Finally: Mac Intel patches

Mikael Pettersson mikpe@REDACTED
Thu Aug 24 09:27:14 CEST 2006


Joel Reymont writes:
 > >> +#elif defined(__DARWIN__) && defined(__i386__)
 > >> +    mcontext_t mc = uc->uc_mcontext;
 > >> +    i386_float_state_t fpstate = mc->fs;
 > >> +    fpstate.fpu_mxcsr = 0x1F80;
 > >> +    *((unsigned short *)&fpstate.fpu_fsw) &= ~0xFF;
 > >> #elif defined(__DARWIN__)
 > >>     mcontext_t mc = uc->uc_mcontext;
 > >>     mc->ss.srr0 += 4;
 > >
 > > You're copying the float state into fpstate and updating the copy
 > > without flushing the changes back to the original. This cannot be
 > > right. fpstate should be a pointer to mc->fs.
 > 
 > I'm updating the structure and the changes are flushed back by the  
 > kernel when the signal handler terminates.

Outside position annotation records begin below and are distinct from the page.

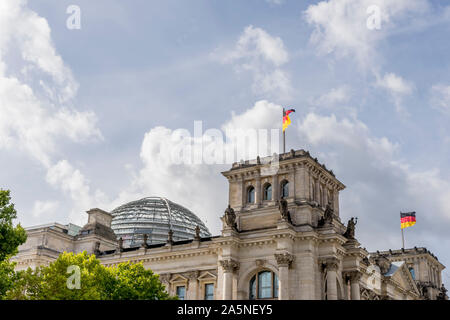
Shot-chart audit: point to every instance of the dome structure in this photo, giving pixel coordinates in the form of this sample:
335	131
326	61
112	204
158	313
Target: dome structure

No. You're only reading *uc and *mc, never writing them.
Your assignments to fpstate are to a local variable unrelated
to the memory area (*uc and *mc) written and read by the kernel.

You change to the signal handler in sys_float.c is different and
correct, it's only erts/configure.in that has this problem.

 > > What is the concrete type of the fpu_fsw field? I really don't
 > > want to update it via a pointer cast like this.
...
 > fpu_sw has type of fp_status_t which is a union.
 > 
 > /*
 > * Status word.
 > */
 > 
 > typedef struct fp_status {
 >      unsigned short              invalid :1,
 >                                  denorm  :1,
 >                                  zdiv    :1,
 >                                  ovrfl   :1,
 >                                  undfl   :1,
 >                                  precis  :1,
 >                                  stkflt  :1,
 >                                  errsumm :1,
 >                                  c0      :1,
 >                                  c1      :1,
 >                                  c2      :1,
 >                                  tos     :3,
 >                                  c3      :1,
 >                                  busy    :1;
 > } fp_status_t;

Yuck, that's horrible. I'll keep the pointer cast.

 > > The current x86 assembly code uses .global not .globl.
 > 
 > Apple's assembler uses .globl. Don't ask me!

Your patch changed .global to .globl on both Darwin and non-Darwin.